BookmarkSubscribeRSS Feed
☑ This topic is solved. Need further help from the community? Please sign in and ask a new question.
arorata
Obsidian | Level 7

Hi, I am very new to Snowflake. I am trying to create a SAS dataset from a snowflake table using SAS/ACCESS interface to Snowflake. I can successfully connect to Snowflake database and can create a SAS dataset without errors. Problem is that some of the columns are defined as arrays in Snowflake and after bringing data Snowflake databases into SAS environment, SAS reads array objects as a string where each element of original Snowflake array column is quoted and concatenated inside of a square bracket. I would like to read each element of the Snowflake array as a column in SAS. To add to the complexity a Snowflake column array may have different number of elements in each row.

This is what I have:

ID Snowflake Array Column: HCPCS_CD PROC PRINT showing SAS column as a string: HCPCS_CODE
1 J3490, J3590, AAAXT ["J3490", "J3590", "AAAXT"]
2 A990, B210 ["A990", "B210"]
3 C220, B210, J3490, J3590 ["C220", "B210", "J3490", "J3590"]

 

I would like SAS dataset to have variable HCPCS_CD into multiple character columns one for each element of the array:

ID
HCPCS_CD1 HCPCS_CD2 HCPCS_CD3 HCPCS_CD4
1 J3490 J3590 AAAXT  
2 A990 B210    
3 C220 B210 J3490 J3590

 

If SAS can read a Snowflake array column directly as a SAS array that would work too.

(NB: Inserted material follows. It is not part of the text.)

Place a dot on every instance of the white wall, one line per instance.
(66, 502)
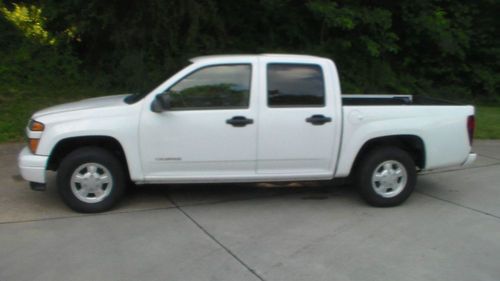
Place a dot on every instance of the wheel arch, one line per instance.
(66, 146)
(412, 144)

Thanks and appreciate any help.

1 ACCEPTED SOLUTION

Accepted Solutions
Ksharp
Super User

Yes. You need to write a piece of code to get job done.


data have;
input ID HCPCS_CD $50. ;
cards;
1    ["J3490", "J3590", "AAAXT"]
2	 ["A990", "B210"]
3    ["C220", "B210", "J3490", "J3590"]
;



*Get the max number of columns in HCPCS_CD;
proc sql noprint;
select max(countw(HCPCS_CD,',"[] ','q')) into :max  trimmed from have;
quit;

*Achieve it;
data want;
 set have;
 array x{&max.} $ 80 HCPCS_CD1-HCPCS_CD&max. ; *Each column has length 80;
 do i=1 to countw(HCPCS_CD,',"[] ','q');
   x{i}=dequote(scan(HCPCS_CD,i,',"[] ','q'));
 end;
 drop i;
run;

 

Ksharp_0-1758785169866.png

 

View solution in original post

17 REPLIES 17
Tom
Super User Tom
Super User

You will probably need to write your own code for this.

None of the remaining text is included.